I try to follow that maxim, and I generally avoid embroiling myself in inane Facebook debates. But every once in a while, I just can’t help myself. I find it somewhat amusing watching ignorance fully reveal itself.
Interestingly, if you lead some people along far enough, they inadvertently swerve into the truth, even if they don’t realize it themselves.
I had an experience like that the other day, and I thought I would share it for its illustrative value.
I was having a discussion with a friend about the 112th Congress opening by reading the Constitution. I expressed the opinion that, while it’s never a bad thing to read the Constitution, the whole thing seems more of a political stunt than an act of any substance.
At this point, a friend of my friend – I’ll call him Soli – chimed in advancing the tired worn, argument that the “general welfare” clause in the preamble basically gives the federal government unlimited power.
Seeing an opportunity to educate, I briefly explained the framers understanding of “general welfare” and included a couple of quotes by James Madison.
“With respect to the words ‘general welfare,’ I have always regarded them as qualified by the detail of powers connected with them. To take them in a literal and unlimited sense would be a metamorphosis of the Constitution into a character which there is a host of proofs was not contemplated by its creators.”
“If Congress can do whatever in their discretion can be done by money, and will promote the general welfare, the Government is no longer a limited one possessing enumerated powers, but an indefinite one subject to particular exceptions.”
Soli predictably ignored the facts and offered this brilliant (insert sarcastic tone for effect) analysis of the “general welfare” clause.

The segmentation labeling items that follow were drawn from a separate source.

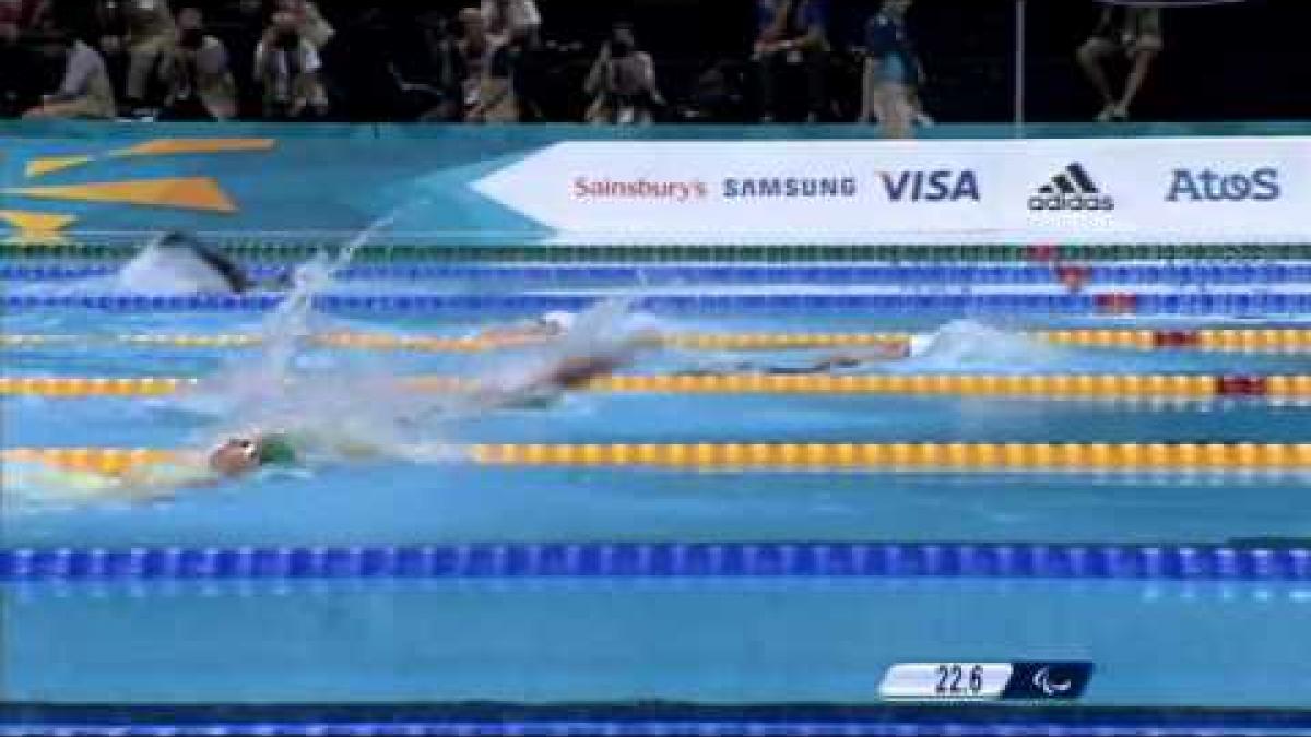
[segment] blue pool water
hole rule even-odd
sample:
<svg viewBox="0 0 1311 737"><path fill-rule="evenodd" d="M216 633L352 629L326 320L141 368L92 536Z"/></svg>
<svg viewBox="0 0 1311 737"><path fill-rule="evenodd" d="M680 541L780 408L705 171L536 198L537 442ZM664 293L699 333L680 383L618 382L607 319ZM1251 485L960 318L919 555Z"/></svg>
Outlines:
<svg viewBox="0 0 1311 737"><path fill-rule="evenodd" d="M553 294L595 294L556 274ZM395 289L416 290L414 283ZM695 286L695 285L692 285ZM524 289L523 285L510 285ZM507 287L507 289L510 289ZM56 294L64 283L25 283ZM375 285L376 289L376 285ZM431 285L429 285L431 289ZM614 285L606 290L617 291ZM691 289L691 287L690 287ZM832 291L836 287L830 287ZM750 290L749 290L750 291ZM510 313L316 315L315 329L461 336ZM1306 374L1311 357L1055 348L1051 327L1280 327L1063 315L657 313L678 332L922 336L869 372ZM9 334L258 330L253 312L16 309ZM927 346L927 348L924 348ZM822 351L665 350L632 372L793 366ZM258 349L8 348L3 374L202 376ZM294 375L326 412L378 412L353 382L485 376L530 353L307 349ZM859 371L857 371L859 372ZM326 401L328 397L319 395ZM336 404L334 404L336 403ZM371 407L371 404L374 404ZM245 418L229 395L7 396L5 447L203 447ZM574 393L544 408L429 417L425 439L476 442L1306 442L1307 409L843 395ZM338 417L340 418L340 417ZM422 546L541 542L952 542L1227 544L1311 539L1308 479L1093 473L692 472L338 462L151 502L7 488L5 548ZM28 582L7 588L7 695L56 703L671 699L874 703L898 661L1088 660L1093 706L1306 706L1311 582L623 578L556 581ZM58 650L58 657L50 653Z"/></svg>

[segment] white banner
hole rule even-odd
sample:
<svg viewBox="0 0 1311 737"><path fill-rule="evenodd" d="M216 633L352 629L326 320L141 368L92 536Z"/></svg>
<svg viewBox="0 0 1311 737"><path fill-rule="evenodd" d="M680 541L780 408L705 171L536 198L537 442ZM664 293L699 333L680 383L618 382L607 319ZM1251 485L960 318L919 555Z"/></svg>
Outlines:
<svg viewBox="0 0 1311 737"><path fill-rule="evenodd" d="M473 186L572 243L1311 239L1311 138L577 142Z"/></svg>

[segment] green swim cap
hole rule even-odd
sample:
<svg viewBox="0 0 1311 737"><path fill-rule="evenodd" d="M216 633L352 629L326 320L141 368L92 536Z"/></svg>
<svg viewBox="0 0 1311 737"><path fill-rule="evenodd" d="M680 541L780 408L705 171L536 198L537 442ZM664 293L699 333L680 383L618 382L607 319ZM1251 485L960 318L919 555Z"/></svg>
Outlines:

“The general welfare mentioned in the Preamble is like the introduction to a good book, it’s (sic) relevant to the plot and shouldn’t be ignored. Some people want to treat it like the previews to a movie and the movies advertised aren’t that good either. General welfare is relevant to law and the Constitution. Without it, there’s no point to a Constitution.”
I’ve dealt with Soli before, and I happen to know that his political views run to the far left-progressive side of the aisle. His objection to strict adherence to the Constitution as the framers intended lies in the fact that it will not allow the federal government to implement programs he holds dear, such as universal health care and cap and trade regulations.
So I pointed out the obvious danger to his logic. If the general welfare clause allows the federal government to meddle in health care, the same interpretation paves the way for the federal government to ban gay marriage, something abhorrent in his political world-view. Further, one can easily justify measures trampling on individual liberty following an elastic understanding of common defense.
And that’s when Soli inadvertently swerved into the truth.
“But that’s different Mike, trampling rights in the name of national defense and those ‘moral’ crusades aren’t ‘general welfare’, duh.” (On a side note, duh is a great way to emphasize a point, don’t ya think?)
Soli fails to grasp the simple fact that a flexible interpretation of the Constitution, diverging from the intent of the founders, opens the door to all kinds of federal overreach. All well and good if it happens advance your agenda, I suppose. But what happens when somebody else rises to power and takes those same interpretive liberties for nefarious (in your view) purposes?
As I explained to Soli, I would have no trouble assembling a large group of Americans who believe banning gay marriage, or pornography or any number of things, advances the general welfare. In this world we’ve created, it all comes down to the way we choose to define the terms, now doesn’t it?
“And those people are idiots, so we need to ignore them.”
Perhaps a better idea is to follow the Constitution – every issue, every time, no exceptions, no excuses.